Quelques limites de l’ouvrage : visions de la nation turque et de l’islam

 
S’il faut saluer la masse de travail de l’auteur, reconnaître son honnêteté fondamentale – y compris sur la douloureuse question de l’apostasie au moins momentanée de centaines de milliers d’Arméniens –, on ne le suivra pas nécessairement dans toutes ses réflexions. Parler du racisme théorique des Jeunes Turcs appellerait de fortes nuances, tout comme l’idée de leur rupture fondamentale avec le pouvoir turc antérieur, aussi massacreur et convertisseur par force de chrétiens après 1850 – pour n’évoquer que la période moderne. Il y là presqu’un contresens car les Turcs, depuis leur implantation en Anatolie au XIème siècle, ont construit leur nation par l’intégration forcée de femmes chrétiennes dans le moule turco-musulman. Il s’agit donc d’une continuité millénaire.
 
De même le cadre culturel fondamentalement islamique, commun à tous les génocidaires, turcs, kurdes, arabes, circassiens, explique largement le génocide. Ce fait n’est pas nié dans l’ouvrage, mais absolument pas mis en valeur, alors qu’il s’agit d’un facteur majeur expliquant le génocide.

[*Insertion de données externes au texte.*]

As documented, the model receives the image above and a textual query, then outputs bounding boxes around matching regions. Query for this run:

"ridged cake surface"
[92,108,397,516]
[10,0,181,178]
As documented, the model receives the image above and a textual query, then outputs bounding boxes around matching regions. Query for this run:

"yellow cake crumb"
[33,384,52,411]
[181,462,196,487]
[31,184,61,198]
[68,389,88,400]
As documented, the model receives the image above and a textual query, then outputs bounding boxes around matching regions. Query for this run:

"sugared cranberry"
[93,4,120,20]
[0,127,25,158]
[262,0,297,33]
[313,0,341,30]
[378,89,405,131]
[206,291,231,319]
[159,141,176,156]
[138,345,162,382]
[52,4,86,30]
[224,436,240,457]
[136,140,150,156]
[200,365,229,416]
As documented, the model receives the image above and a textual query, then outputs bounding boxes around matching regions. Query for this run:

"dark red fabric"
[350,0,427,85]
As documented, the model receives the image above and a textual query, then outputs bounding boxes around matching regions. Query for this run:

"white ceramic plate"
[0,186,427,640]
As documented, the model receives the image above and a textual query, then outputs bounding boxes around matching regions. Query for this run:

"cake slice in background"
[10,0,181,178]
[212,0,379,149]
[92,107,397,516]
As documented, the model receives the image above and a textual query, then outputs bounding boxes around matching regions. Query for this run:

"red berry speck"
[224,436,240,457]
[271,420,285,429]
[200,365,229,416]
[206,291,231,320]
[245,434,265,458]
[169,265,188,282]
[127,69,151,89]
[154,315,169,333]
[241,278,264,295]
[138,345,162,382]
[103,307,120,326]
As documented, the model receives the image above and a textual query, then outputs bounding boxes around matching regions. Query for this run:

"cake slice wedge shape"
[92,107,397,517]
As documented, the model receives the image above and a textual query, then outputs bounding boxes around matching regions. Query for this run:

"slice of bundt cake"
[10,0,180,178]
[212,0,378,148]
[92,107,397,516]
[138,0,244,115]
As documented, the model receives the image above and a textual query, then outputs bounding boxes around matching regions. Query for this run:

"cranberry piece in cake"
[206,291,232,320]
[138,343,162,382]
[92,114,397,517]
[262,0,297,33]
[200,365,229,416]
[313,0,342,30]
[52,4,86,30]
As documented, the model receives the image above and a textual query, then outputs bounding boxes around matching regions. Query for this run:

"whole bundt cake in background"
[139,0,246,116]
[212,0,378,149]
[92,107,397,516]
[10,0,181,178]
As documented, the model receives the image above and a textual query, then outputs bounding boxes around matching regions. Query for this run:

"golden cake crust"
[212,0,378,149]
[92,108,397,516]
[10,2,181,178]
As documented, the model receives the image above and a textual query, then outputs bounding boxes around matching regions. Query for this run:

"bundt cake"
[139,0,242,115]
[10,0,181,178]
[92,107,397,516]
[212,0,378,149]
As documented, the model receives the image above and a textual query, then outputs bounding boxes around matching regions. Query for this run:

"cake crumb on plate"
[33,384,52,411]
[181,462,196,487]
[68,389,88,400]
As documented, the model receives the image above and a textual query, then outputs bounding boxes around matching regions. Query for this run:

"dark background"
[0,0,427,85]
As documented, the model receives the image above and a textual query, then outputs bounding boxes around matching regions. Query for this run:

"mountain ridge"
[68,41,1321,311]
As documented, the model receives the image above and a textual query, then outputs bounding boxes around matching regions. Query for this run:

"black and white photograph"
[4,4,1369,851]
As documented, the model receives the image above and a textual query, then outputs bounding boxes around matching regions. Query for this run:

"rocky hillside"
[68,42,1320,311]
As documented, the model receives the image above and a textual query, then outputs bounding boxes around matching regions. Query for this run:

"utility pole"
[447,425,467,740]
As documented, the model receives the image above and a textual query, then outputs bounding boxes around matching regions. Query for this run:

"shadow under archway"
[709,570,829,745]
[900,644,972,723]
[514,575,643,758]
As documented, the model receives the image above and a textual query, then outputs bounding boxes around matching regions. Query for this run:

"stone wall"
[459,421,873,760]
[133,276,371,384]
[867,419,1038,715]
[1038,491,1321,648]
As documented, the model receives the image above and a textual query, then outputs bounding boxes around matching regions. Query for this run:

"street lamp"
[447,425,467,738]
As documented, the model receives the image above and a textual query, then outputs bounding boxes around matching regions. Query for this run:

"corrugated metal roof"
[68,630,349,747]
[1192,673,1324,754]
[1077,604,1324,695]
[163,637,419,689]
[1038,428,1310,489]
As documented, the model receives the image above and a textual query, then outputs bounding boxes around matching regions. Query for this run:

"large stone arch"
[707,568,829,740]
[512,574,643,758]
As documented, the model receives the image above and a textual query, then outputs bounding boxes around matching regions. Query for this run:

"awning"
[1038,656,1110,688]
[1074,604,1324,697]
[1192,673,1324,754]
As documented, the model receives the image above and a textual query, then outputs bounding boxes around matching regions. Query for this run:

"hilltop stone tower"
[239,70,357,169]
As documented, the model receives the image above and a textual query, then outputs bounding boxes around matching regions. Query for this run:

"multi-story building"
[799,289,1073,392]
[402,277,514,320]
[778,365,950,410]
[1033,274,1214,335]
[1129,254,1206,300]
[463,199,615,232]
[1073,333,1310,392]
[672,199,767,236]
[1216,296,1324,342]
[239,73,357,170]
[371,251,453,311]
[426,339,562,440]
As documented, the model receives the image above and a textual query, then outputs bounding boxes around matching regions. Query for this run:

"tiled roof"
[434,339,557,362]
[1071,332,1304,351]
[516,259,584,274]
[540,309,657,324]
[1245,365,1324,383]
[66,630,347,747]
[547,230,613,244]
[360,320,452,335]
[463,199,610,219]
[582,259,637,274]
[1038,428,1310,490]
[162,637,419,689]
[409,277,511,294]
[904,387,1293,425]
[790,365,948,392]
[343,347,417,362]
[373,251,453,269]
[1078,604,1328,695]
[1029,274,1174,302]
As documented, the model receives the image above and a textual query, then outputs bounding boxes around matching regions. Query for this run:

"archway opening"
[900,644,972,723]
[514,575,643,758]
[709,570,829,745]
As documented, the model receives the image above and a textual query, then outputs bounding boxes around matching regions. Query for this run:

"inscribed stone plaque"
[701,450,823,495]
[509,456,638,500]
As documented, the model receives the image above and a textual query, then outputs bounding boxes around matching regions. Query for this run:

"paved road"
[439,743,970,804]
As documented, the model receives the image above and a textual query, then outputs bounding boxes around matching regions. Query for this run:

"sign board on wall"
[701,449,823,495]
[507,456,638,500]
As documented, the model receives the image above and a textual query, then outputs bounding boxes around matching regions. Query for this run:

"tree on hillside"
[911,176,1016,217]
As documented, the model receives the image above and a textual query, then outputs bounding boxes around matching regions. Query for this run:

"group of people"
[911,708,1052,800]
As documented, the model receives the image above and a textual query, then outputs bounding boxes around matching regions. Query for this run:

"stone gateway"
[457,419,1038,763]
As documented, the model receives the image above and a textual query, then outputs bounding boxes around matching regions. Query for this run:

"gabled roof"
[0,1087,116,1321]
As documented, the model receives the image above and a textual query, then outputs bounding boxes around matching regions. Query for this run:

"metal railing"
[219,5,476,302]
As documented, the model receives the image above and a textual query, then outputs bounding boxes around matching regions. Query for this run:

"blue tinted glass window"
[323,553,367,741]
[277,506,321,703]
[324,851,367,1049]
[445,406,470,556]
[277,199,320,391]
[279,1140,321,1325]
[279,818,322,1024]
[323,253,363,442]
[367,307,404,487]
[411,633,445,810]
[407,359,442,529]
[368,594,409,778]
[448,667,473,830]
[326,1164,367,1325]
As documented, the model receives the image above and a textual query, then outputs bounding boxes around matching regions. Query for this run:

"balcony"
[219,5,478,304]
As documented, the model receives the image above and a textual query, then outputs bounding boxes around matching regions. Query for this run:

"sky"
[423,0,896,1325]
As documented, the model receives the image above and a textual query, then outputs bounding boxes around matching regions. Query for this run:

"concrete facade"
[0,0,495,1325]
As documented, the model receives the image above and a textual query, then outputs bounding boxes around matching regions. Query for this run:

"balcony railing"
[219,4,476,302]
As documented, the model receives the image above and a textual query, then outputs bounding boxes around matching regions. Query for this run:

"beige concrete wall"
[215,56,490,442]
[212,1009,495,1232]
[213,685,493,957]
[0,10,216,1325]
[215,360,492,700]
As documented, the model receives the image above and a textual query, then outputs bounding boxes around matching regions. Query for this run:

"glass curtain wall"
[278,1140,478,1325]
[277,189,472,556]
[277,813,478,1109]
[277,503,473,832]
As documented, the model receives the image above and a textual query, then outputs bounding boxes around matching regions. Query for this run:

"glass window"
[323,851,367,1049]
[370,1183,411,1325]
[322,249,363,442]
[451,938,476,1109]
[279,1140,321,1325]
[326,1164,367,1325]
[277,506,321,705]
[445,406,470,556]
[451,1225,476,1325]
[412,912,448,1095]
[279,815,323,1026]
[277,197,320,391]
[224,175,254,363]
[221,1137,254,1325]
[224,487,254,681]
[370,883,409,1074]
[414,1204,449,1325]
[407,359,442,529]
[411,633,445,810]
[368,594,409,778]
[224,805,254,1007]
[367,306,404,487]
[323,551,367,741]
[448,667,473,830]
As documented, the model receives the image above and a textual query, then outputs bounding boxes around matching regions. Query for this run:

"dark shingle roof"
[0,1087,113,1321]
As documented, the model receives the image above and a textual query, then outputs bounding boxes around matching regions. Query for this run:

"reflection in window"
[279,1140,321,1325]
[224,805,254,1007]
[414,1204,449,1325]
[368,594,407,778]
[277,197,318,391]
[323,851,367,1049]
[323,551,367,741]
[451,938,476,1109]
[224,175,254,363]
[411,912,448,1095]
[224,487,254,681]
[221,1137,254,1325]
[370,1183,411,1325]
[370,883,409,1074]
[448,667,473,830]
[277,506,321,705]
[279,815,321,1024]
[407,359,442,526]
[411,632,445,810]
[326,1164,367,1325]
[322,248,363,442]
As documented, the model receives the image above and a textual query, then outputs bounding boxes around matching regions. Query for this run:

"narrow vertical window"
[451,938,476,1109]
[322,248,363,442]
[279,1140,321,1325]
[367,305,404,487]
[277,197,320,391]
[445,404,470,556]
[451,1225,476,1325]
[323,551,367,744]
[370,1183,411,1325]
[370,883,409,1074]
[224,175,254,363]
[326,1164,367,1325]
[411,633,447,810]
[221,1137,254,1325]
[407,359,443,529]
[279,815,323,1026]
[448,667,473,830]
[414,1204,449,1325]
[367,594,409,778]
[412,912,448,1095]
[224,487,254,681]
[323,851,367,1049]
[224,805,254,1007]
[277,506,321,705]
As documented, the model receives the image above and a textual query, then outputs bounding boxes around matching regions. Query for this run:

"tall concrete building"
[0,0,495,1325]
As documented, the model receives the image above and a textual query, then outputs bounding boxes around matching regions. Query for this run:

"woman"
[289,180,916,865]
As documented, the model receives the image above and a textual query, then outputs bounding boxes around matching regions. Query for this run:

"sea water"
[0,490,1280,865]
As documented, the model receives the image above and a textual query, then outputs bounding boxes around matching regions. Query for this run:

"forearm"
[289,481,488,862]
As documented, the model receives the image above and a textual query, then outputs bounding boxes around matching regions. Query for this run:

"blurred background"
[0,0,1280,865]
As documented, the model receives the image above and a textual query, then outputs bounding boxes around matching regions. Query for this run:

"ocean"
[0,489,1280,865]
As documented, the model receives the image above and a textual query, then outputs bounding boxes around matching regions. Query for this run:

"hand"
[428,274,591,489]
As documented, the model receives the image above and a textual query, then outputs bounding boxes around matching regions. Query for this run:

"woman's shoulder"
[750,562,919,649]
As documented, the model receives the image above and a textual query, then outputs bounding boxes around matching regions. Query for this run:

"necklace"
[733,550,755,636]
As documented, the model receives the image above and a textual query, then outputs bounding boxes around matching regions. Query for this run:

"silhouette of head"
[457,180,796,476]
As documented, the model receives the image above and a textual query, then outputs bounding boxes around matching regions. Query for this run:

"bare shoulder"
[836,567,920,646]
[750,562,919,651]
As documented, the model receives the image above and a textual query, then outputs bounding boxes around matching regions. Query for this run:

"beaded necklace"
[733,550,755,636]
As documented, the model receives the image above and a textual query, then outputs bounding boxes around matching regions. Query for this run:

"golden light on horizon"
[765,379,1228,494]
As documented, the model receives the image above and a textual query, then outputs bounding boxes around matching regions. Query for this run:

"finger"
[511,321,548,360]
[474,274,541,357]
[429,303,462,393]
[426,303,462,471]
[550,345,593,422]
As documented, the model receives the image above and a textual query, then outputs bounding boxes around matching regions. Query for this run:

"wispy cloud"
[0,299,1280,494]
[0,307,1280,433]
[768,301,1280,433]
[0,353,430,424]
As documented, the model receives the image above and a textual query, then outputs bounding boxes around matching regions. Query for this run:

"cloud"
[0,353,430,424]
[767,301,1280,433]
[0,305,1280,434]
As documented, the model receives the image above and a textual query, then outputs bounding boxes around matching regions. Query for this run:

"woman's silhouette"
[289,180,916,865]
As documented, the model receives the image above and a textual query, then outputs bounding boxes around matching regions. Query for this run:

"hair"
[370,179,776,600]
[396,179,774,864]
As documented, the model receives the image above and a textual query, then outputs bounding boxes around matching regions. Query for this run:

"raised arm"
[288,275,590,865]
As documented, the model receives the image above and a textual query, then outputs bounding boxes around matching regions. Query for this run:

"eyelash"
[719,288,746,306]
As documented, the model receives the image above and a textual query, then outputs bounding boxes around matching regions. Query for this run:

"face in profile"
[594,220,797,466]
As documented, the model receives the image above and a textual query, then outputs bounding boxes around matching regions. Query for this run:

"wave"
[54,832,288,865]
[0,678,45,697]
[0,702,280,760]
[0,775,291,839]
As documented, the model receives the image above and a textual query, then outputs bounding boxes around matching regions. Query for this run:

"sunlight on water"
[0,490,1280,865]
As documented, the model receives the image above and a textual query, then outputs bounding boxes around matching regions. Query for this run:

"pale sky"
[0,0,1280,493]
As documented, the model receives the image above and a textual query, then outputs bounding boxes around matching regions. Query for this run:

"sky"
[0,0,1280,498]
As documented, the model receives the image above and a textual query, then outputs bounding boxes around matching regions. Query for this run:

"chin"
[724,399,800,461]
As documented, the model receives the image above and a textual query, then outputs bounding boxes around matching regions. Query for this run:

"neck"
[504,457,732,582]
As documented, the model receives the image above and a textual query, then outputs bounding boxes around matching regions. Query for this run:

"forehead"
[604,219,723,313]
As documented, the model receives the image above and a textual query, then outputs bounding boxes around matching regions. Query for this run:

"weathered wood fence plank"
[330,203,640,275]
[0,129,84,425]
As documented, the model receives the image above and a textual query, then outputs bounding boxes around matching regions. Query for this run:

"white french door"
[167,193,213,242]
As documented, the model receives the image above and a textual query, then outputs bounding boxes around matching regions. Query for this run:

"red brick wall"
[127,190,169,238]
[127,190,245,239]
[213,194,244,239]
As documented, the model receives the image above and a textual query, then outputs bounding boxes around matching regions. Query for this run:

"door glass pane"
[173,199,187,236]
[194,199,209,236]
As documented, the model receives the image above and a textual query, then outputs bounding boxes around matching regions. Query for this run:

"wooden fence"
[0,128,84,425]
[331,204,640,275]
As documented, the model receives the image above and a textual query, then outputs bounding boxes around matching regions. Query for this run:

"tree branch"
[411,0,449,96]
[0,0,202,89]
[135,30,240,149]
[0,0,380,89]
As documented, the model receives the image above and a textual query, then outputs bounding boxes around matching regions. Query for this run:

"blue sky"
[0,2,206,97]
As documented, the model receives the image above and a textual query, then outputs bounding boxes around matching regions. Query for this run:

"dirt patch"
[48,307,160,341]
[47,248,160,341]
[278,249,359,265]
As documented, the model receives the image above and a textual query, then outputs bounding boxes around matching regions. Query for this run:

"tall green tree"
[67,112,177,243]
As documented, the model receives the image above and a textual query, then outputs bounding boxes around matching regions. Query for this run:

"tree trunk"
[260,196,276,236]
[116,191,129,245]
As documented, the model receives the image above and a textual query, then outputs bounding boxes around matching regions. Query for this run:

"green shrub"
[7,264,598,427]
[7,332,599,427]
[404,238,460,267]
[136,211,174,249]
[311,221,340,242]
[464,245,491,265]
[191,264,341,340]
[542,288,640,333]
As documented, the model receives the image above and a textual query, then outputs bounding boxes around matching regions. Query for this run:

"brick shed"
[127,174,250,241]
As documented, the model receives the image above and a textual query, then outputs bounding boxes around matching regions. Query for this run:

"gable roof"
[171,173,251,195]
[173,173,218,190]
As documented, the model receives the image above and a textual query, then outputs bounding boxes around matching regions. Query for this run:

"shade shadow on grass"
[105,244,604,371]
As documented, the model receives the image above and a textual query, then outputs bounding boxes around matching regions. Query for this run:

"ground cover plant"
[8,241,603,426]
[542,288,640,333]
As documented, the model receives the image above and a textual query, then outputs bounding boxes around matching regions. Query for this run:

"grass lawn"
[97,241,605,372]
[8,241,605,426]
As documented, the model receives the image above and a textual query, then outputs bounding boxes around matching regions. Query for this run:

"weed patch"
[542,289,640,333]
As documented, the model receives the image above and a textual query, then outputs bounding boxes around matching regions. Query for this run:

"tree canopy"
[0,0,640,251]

Massacrer collectivement des chrétiens, voire de nouveaux coreligionnaires à la foi islamique évidemment douteuse, ne pose de problème de conscience à aucun musulman d’alors, et il y a tout lieu de craindre qu’il en aille de même pour beaucoup aujourd’hui encore.
 

Octave Thibault

 
Raymond Kévorkian, Le Génocide des Arméniens, Editions Odile Jacob, 2014, 41,90 €.